On March 2, at Church of the Holy Apostles in Chelsea, Queer Urban Orchestra (QUO), whose season theme is “Queer We Are,” gave a concert, both edifying and entertaining, billed as “Come Together,” comprising a local premiere and rarities by a diversity of composers, with two of the pieces drawing on popular music and two featuring distinguished guest soloists. Most works were guided by QUO’s knowing Artistic Director Julie Desbordes.
The New York premiere of QUO second violinist Seyed Safavynia’s “Discovery” (2011), a zesty overture, commissioned by the Georgia Philharmonic, in connection with the launching of the space shuttle Discovery, opened the program, and its pages suitably suggested the vastness and mystery of outer space and adventure in general. Samuel Barber’s “Second Essay” (1942) was marked by turns by wholesome Americana and dignified stateliness, with a touch of heated exoticism, in short all that one expects of a Barber work.
Xylophone player Paul Robertson, winner of QUO’s concerto competition, was the guest soloist, with Assistant Conductor Ian Shafer on the podium, for Japanese composer Toshiro Mayuzumi’s vivid Concertino for Xylophone & Orchestra (1965), consisting of an Allegro Vivace as lively as indicated, with an extended otherworldly-sounding cadenza for the soloist, Robertson’s own variation on Mayuzumi’s written cadenza; followed by a sentimental Adagietto; moving directly into a bustling Presto, replete with urban strains.
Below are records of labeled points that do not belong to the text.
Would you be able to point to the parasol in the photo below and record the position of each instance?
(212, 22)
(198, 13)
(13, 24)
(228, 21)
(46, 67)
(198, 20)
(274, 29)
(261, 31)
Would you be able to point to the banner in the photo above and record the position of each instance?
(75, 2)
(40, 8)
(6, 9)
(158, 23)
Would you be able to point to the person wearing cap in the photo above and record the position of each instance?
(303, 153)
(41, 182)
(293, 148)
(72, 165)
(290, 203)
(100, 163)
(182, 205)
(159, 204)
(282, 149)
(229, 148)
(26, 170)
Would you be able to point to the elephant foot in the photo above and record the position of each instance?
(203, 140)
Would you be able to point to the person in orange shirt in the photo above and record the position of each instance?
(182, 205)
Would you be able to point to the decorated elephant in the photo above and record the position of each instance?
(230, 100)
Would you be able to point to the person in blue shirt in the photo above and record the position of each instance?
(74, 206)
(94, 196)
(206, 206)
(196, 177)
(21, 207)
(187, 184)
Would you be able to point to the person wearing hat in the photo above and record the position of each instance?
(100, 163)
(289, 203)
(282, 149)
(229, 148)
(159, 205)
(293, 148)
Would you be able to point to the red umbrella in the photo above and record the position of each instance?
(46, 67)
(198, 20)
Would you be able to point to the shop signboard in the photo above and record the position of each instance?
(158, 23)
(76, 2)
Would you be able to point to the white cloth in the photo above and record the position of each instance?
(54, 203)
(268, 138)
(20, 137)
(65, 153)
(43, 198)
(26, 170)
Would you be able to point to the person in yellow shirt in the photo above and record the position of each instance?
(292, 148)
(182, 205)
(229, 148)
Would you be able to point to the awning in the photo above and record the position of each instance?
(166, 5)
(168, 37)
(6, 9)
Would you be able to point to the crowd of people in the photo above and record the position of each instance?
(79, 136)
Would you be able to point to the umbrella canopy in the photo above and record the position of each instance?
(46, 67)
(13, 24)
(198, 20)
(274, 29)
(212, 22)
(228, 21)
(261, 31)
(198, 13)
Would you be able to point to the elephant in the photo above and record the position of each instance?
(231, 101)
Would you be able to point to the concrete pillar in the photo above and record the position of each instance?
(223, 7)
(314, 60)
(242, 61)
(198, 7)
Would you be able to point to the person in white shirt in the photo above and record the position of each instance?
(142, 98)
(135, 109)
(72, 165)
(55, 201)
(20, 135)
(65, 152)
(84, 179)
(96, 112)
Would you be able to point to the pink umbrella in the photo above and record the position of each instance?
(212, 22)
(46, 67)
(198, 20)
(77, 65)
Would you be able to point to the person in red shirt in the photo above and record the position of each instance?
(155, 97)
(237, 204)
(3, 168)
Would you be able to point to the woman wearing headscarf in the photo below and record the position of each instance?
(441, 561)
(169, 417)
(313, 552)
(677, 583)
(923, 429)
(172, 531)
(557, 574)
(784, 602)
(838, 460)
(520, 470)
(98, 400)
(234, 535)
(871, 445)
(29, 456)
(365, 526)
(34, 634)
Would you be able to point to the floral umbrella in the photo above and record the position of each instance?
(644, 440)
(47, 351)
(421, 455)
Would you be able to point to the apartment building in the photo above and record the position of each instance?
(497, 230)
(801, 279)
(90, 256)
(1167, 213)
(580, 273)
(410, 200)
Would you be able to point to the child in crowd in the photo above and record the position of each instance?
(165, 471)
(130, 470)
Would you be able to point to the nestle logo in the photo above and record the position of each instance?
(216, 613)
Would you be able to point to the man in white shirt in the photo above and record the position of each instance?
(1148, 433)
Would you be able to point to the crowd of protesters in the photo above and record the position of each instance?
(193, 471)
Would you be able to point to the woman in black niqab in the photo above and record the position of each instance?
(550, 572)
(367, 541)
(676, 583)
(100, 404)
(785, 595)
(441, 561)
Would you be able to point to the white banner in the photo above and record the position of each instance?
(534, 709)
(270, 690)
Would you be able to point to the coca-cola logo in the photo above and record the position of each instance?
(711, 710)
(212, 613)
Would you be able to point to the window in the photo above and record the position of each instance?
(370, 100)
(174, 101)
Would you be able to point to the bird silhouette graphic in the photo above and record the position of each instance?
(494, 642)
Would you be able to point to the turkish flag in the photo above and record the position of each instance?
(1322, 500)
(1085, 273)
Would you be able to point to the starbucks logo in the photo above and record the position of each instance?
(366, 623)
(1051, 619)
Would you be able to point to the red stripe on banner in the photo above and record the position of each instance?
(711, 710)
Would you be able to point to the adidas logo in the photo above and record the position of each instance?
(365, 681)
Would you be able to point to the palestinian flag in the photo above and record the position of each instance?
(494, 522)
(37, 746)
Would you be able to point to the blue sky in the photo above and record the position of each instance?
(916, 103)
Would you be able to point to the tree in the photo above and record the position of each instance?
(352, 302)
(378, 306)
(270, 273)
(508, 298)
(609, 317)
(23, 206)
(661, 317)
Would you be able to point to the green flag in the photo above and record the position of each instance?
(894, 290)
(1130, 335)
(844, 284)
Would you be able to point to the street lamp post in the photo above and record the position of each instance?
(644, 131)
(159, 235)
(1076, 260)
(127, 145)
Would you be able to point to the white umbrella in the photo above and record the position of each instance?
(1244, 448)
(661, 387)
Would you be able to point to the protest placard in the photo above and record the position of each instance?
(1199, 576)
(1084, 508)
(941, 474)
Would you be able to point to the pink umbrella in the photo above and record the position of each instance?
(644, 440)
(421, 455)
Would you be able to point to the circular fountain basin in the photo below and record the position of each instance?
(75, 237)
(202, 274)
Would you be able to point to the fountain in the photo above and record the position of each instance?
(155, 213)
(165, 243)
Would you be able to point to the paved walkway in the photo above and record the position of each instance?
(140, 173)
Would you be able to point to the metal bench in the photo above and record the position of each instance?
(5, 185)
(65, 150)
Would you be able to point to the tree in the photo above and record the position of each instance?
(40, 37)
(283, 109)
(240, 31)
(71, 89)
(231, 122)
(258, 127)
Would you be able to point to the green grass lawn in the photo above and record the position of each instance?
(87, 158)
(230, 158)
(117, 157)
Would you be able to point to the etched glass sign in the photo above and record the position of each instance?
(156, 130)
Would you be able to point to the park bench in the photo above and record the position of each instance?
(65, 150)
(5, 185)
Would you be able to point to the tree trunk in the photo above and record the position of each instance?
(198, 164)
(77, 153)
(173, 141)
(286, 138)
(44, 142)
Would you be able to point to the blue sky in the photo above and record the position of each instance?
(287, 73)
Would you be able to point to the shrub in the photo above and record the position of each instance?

Desbordes was back at the helm when violin virtuosa Lindsay Deutsch returned to QUO as soloist for a splashy “Beatles Fantasy,” created for and dedicated to Deutsch by Maxime Guolet and Eric Jones Cadieux, and made up of the arrangers’ at once classy and accessible takes on a baker’s dozen of familiar melodies by Liverpool’s John Lennon, Paul McCartney, George Harrison, and Ringo Starr. Standing out especially were the yearning of Deutsch and QUO’s “Yesterday;” simple catchiness of “All You Need Is Love;” “A Day in the Life” with Deutsch’s impressive ornate cadenza; and “Hey Jude,” growing in grandeur, for the concerto’s finale. As played by a symphony orchestra, with an esteemed soloist, “Beatles Fantasy” sounded entirely at home in this concert venue.
Completing the concert was William Grant Still’s Symphony Number One (“Afro-American,” 1930), the first symphony by an African-American composer ever played by a major orchestra, the Rochester Philharmonic and, later in the ’30s, taken up by the New York Philharmonic and more than 30 other American orchestras. Still was also the first African-American to have an opera, “Troubled Island” (1949), performed by a major company, the New York City Opera. Prior to the present hearing, Desbordes introduced a musician new to QUO, banjo player Richard Gross, who made his debut in the symphony. Composer Still incorporated jazz and blues elements, and the sounds of folk music and spirituals into his robust, distinctive classical opus’ Moderato Assai, Adagio, Animato, and Lento, con risoluzione, movements.